"Kamu itu Nara Santika, kan? Yang pernah bakar tenda panitia pas kemah SMP?" Pertanyaan blak-blakan dari Agas, teman SMP Nara dulu, mengawali pertemuan kembali dua teman lama yang dulu sempat mempunyai pengalaman kurang menyenangkan. Namun kini Agas telah menjadi CEO perusahaan besar sementara Nara hanya bekerja sebagai pegawai kecil di perusahaan yang Agas pimpin. Bagaimanakah kisah dua teman yang berbeda nasib itu?
View More"Permisi, Pak. Saya dari kantin, datang untuk mengantar makan siang bapak." Nara berbicara seperti itu sambil melihat ke arah seseorang yang duduk di balik meja Ceo.
Alangkah terkejutnya Nara ketika menyadari orang yang berada di hadapannya itu adalah teman yang dia kenal sewaktu SMP. Sepertinya bukan Nara saja yang terkejut, pria itu pun sama-sama menunjukkan ekspresi terkejut walau hanya sebentar saat memandang Nara.
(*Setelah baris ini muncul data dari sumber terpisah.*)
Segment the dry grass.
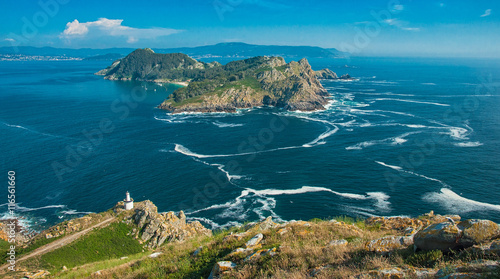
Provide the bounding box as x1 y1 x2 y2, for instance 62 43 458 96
35 221 496 279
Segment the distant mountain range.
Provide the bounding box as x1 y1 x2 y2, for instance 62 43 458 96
0 43 347 60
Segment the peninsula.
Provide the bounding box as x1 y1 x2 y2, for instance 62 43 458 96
96 49 343 113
Pantas saja namanya sama karena memang ternyata orang yang sama. Agas Pratama, ketua OSIS se-angkatan dengan Nara. Saat itu pun Nara kebetulan menjabat sebagai wakil OSIS-nya.
Agas ini memiliki wajah yang tampan namun sayang ekspresinya selalu datar seperti papan tulis.
Dulu Nara sempat naksir dengan Agas. Alasannya cukup klise. Karena tampan. Meski jarang senyum tapi justru tetap cool di mata para siswi sewaktu itu termasuk di mata Nara. Namun kemudian ada kejadian yang membuat perasaan Nara pada Agas berubah dari suka diam-diam menjadi jengkel setiap melihatnya.
Hal itu bukan tanpa penyebab. Jadi dulu sewaktu jadi panitia kemah untuk kelas satu, Nara tidak sengaja membakar tenda panitia karena kecerobohannya. Saat itu dia langsung mendapat makian yang pedas dari ketua OSIS yakni Agas.
Memang benar itu salah Nara sendiri. Waktu itu meski dimarahi, Nara terima dengan lapang dada karena dia merasa bahwa itu memang benar dia yang salah. Sembari Nara meminta maaf dengan sungguh-sungguh.
Namun setelah kejadian itu, Agas seperti menyisihkan Nara ke tepi. Setiap ada acara OSIS, Nara sama sekali tidak diberi tugas penting. Hanya diminta membantu kalau ada yang perlu bantuan. Seakan-akan Agas tidak percaya kalau pekerjaan bisa beres di tangan Nara.
Padahal Nara kan ketua OSIS-nya, setidaknya berikan dia kesempatan belajar dari kesalahan untuk melakukan sesuatu yang lebih baik. Sampai ada selentingan yang mengatakan kalau Nara itu 'Wakil Ketua OSIS paling tidak berguna dalam sejarah SMP tersebut'.
Siapa yang tidak kesal?
"Taruh aja di meja sana." Setelah keheningan singkat, Agas berkata demikian.
Tanpa bicara Nara menuruti apa yang diminta Agas. Di dalam ruangan Agas, ada sofa beserta meja yang biasanya digunakan untuk menerima tamu. Nah, di sanalah Nara meletakkan makan siang Agas.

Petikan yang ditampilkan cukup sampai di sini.